Hiram Wilson was born on September 25, 1803, in Ackworth, New Hampshire, the son of John Wilson and Polly McCoy. He attended the Oneida Institute, an institution that incorporated both education and manual labor and embraced the literal concepts of Perfectionism and Bible Communism; and subsequently, he studied theology at Lane Seminary in Cincinnati. When a group of theological students, called “Lane Rebels,” protested against efforts by the School’s trustees to put down their abolitionist activities, Wilson joined the rebels. Upon hearing that the theological students threatened to leave Lane en masse, Oberlin invited the “Lane Rebels” north to Oberlin’s recently created Theological Department to bolster the student body. Thirty-two students came to Oberlin, including Hiram Wilson. He received his theological degree from Oberlin in 1836. That same year, revivalist minister and theological professor Charles G. Finney gave Wilson twenty-five dollars to travel to Canada East and do educational work and training among fugitive slaves or refugees there.
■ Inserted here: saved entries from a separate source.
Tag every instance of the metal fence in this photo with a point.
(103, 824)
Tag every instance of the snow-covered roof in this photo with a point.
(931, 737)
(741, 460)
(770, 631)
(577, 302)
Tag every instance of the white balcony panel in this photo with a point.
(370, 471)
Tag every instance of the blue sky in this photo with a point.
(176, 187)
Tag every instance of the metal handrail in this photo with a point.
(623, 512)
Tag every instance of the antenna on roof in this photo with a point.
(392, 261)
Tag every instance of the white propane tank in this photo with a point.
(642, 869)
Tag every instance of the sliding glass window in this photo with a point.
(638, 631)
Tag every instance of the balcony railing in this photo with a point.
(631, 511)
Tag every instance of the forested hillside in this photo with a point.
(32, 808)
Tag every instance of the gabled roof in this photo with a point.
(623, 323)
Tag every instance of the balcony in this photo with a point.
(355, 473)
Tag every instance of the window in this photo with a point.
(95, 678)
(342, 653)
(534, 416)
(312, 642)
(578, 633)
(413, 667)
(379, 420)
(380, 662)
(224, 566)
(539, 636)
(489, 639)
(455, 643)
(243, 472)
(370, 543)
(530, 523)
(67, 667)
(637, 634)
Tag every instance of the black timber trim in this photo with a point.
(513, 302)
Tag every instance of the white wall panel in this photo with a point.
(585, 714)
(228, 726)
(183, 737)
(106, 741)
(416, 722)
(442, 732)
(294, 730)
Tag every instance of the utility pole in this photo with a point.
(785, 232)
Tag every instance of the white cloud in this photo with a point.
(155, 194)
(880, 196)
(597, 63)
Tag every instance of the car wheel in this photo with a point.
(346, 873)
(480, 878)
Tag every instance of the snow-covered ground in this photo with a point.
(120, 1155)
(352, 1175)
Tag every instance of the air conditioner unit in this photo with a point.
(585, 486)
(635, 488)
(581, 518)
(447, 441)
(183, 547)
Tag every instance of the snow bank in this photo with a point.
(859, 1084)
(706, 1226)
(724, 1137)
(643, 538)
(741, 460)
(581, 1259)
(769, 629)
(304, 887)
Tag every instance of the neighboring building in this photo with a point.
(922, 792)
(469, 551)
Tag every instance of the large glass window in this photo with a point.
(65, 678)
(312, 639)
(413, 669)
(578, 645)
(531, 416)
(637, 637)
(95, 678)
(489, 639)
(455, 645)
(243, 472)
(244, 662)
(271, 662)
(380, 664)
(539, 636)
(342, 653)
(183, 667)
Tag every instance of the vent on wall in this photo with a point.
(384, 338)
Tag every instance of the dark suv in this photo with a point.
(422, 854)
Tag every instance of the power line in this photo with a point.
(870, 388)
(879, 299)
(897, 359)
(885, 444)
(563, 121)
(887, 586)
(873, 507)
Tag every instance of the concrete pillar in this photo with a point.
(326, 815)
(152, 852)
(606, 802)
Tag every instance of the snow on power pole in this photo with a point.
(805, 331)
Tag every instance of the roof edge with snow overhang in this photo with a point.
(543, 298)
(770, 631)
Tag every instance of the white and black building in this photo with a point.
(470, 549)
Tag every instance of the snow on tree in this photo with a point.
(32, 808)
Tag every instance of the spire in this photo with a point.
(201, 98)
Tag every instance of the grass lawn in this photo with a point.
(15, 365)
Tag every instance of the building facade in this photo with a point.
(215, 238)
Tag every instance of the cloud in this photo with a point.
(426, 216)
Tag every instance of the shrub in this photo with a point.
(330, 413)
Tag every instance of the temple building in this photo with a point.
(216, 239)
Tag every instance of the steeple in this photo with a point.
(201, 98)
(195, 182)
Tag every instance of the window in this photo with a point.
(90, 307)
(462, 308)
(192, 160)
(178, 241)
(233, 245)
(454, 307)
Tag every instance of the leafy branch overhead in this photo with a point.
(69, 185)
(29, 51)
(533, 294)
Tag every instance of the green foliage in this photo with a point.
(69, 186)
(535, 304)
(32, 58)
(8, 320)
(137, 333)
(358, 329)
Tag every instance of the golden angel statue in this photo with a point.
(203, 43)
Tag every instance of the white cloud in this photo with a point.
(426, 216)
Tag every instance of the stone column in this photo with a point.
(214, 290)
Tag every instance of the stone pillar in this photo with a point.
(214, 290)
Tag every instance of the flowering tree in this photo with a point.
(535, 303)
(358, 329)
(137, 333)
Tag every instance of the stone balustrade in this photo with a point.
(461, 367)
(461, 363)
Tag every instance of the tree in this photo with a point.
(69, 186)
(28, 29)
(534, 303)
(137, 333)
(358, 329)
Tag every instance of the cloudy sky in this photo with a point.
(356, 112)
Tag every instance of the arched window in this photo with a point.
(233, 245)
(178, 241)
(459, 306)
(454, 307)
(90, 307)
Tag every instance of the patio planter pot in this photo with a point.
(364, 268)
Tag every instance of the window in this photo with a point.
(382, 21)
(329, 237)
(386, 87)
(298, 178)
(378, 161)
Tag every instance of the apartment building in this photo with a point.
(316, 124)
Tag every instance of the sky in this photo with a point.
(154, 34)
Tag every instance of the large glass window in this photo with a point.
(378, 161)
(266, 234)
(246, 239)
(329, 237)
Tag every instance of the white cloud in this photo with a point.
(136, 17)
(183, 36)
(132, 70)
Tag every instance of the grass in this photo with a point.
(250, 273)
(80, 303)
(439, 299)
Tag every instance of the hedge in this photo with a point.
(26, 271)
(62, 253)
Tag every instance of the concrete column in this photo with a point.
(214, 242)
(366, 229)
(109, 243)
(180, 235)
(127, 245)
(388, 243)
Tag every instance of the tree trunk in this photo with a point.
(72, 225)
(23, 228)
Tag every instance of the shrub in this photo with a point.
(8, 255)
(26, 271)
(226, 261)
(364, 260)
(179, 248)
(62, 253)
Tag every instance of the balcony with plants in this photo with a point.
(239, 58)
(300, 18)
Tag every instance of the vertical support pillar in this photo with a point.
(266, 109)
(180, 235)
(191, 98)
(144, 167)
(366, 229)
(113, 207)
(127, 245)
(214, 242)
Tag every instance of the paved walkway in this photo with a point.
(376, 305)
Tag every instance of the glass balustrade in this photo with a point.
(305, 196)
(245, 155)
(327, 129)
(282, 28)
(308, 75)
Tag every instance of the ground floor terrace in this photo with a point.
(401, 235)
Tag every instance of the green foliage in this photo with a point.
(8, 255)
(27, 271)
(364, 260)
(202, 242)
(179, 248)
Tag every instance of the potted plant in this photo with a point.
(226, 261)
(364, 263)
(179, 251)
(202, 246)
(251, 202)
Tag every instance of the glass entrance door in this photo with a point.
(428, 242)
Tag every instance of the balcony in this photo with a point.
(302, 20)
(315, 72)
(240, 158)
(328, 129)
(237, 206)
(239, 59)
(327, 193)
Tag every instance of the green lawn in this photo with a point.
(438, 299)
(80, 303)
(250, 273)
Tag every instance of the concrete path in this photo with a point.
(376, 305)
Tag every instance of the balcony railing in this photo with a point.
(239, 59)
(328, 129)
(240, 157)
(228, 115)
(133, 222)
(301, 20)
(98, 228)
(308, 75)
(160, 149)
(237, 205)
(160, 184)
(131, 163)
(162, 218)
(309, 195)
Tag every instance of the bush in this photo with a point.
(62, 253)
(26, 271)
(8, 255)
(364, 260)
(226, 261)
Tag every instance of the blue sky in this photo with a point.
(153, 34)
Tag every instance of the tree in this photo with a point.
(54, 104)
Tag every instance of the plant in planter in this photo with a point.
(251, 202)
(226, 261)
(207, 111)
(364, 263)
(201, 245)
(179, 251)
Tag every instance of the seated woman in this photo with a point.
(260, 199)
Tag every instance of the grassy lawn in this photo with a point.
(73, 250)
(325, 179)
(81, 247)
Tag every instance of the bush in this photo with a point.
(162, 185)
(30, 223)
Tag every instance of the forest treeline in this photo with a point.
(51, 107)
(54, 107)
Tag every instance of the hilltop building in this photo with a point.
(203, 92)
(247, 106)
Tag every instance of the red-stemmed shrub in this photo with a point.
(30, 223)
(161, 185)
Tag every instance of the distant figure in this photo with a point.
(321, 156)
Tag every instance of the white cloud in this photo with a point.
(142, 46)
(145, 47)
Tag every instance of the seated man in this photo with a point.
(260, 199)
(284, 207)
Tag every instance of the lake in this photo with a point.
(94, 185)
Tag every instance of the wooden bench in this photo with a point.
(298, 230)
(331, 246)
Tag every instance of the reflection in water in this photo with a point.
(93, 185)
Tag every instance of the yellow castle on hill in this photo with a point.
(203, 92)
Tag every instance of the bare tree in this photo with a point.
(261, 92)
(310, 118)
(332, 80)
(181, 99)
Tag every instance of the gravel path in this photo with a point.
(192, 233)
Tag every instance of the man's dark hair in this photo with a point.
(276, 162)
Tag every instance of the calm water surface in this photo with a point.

Wilson returned to Canada the following spring as a delegate of the American Anti-Slavery Society. He then began raising and borrowing money in order to establish an educational institute for free blacks to prepare them for full citizenship and an integrated society. By 1839, Wilson had established ten schools (for blacks and poor whites) and recruited 14 teachers. Oberlin graduates filled a large percentage of the teaching posts. His work, which adapted social theory to native facts and conditions, gained the attention of abolitionist Gerrit Smith of Rochester, New York, and Quaker philanthropist James Cannings Fuller of Skaneateles, New York. In particular, Gerrit Smith's Rochester committee raised funds to supply Wilson’s schools with Bibles, clothing, and money. The bulk of the money raised by Fuller established the foundation of the British-American Institute, established by Wilson, Fuller, and ex-slave Josiah Henson (1789-1877) at Dawn, near Chatham, Canada West. The intent of this black settlement institute—situated on about 200 acres of land—was to integrate labor and education and introduce ex-slaves to the capitalist system in order to make them into self-sufficient freed-persons (northern refuge for blacks). The institute opened on December 12th, 1841.

Until 1849 Wilson acted as head of the institute, except for a visit to England during the World Anti-Slavery Convention in 1843. Although the Dawn settlement had a profitable and successful lumber industry and substantial farmland, the Institute itself suffered a series of setbacks owing to internal conflicts and financial instability. Prejudice in Canada had also become more evident following the increased visibility of blacks, along with the arrival of growing numbers of white refugees, seeking employment and other settlement opportunities. Wilson resigned from the institute in 1849 and established another fugitive sanctuary in St. Catharines. Under the auspices of the American Missionary Association, he opened a school there with his second wife. He housed approximately 125 refugees in his own home between 1850 and 1856. He also established a Sunday school in St. Catharines, but he abandoned his labors in 1861, possibly because of political or financial issues.

White abolitionist Hiram Wilson died in St. Catharines on April 16th, 1864.